It is aimed at small-to-mid WordPress site owners who want a single-installation booking system they can self-host, without paying SaaS-style per-booking fees. There are two versions: a free WordPress.org listing that handles the core booking flow and a commercial Pro suite that adds a visual form builder, a long list of payment-gateway add-ons (PayPal, Stripe, Square, Skrill, Authorize.net, Mollie/iDEAL, SagePay, Razorpay, Redsys, Bizum among others on the official pricing page, plus Revolut introduced via the changelog), and dozens of integration add-ons (Google Calendar, Zoom, SMS, MailChimp, WooCommerce).

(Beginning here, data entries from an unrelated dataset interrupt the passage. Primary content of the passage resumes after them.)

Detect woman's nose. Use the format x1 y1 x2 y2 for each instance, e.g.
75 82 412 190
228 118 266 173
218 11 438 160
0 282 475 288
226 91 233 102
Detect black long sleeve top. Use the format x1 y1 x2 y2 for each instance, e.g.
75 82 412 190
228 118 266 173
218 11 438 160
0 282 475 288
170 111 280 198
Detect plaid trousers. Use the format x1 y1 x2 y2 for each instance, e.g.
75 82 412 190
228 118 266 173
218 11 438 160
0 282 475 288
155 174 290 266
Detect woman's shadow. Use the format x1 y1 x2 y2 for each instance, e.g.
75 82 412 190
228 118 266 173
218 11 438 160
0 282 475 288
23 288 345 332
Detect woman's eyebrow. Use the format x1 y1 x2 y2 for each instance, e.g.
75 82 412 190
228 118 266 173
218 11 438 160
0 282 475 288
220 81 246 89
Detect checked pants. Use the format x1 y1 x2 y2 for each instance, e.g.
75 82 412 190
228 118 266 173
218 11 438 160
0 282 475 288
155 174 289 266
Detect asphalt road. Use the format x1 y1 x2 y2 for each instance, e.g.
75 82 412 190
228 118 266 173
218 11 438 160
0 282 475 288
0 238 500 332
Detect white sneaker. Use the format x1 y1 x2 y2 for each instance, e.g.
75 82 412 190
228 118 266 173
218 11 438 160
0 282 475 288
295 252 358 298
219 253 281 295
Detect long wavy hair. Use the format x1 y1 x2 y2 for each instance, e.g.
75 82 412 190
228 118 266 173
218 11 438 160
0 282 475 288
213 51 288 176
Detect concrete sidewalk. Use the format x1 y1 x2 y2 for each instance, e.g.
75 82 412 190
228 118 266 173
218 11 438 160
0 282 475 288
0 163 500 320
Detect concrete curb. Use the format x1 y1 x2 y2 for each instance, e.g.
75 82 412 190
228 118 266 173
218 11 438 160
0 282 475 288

It solves the very specific problem of taking time-slotted appointments on a WordPress site without double-booking and without sending customers off-site.
Appointment Hour Booking Review Quick Verdict
Appointment Hour Booking is the strongest no-fuss option I have tested for fixed-duration slot booking on WordPress, especially if you are happy with a shortcode-driven widget and a deeply granular service-and-open-hours configuration. Pricing is simple and clearly cheaper than most SaaS competitors, but the experience leans more "WordPress plugin" than "modern SaaS dashboard."
Criteria
Verdict
Best for
Small WordPress sites selling fixed-duration time slots (lessons, consultations, rentals)
Starting price
Free (Basic). Paid tiers from €4.92/month (Professional, billed annually)
Free plan / trial
Yes — free Basic build on WordPress.org with full core flow
Update frequency
Roughly one release every 1–2 weeks across the 2025–2026 changelog
Most valuable features
Visual form builder, automatic slot generation, slot-locking, anti-spam captcha, Booking Orders with status flow, broad payment-gateway add-on catalogue
UI/UX / ease of use score
7/10
Feature richness score
8.5/10
Product performance
9/10
Product rating
4.9 / 5 from 519 reviews on WordPress.org
Appointment Hour Booking Features & Functionality
Appointment Hour Booking is a feature-rich plugin once you turn on a Pro license; the field palette, schedule controls, payment gateways, and add-on engine cover most of the booking-plugin checklist for a WordPress audience. I tested 50 items in the sandbox, and below are the most important findings.
1. Visual form builder with a deep field palette
The Editor tab is a drag-and-drop canvas with 22 form-field types (Email, Single Line, Appointment, Accept/GDPR, Currency, Number, Date Time, Text Area, Checkboxes, Radio Buttons, Dropdown, Upload File, Password, Phone, Instruction Text, Hidden, Section break, Page break, Summary, Media, Button, HTML content), 2 container types (Fieldset, Div), and 10 datasource-connected variants (Line Text DS, Email DS, Text Area DS, Phone DS, Dropdown DS, and more) that pull options from a remote source.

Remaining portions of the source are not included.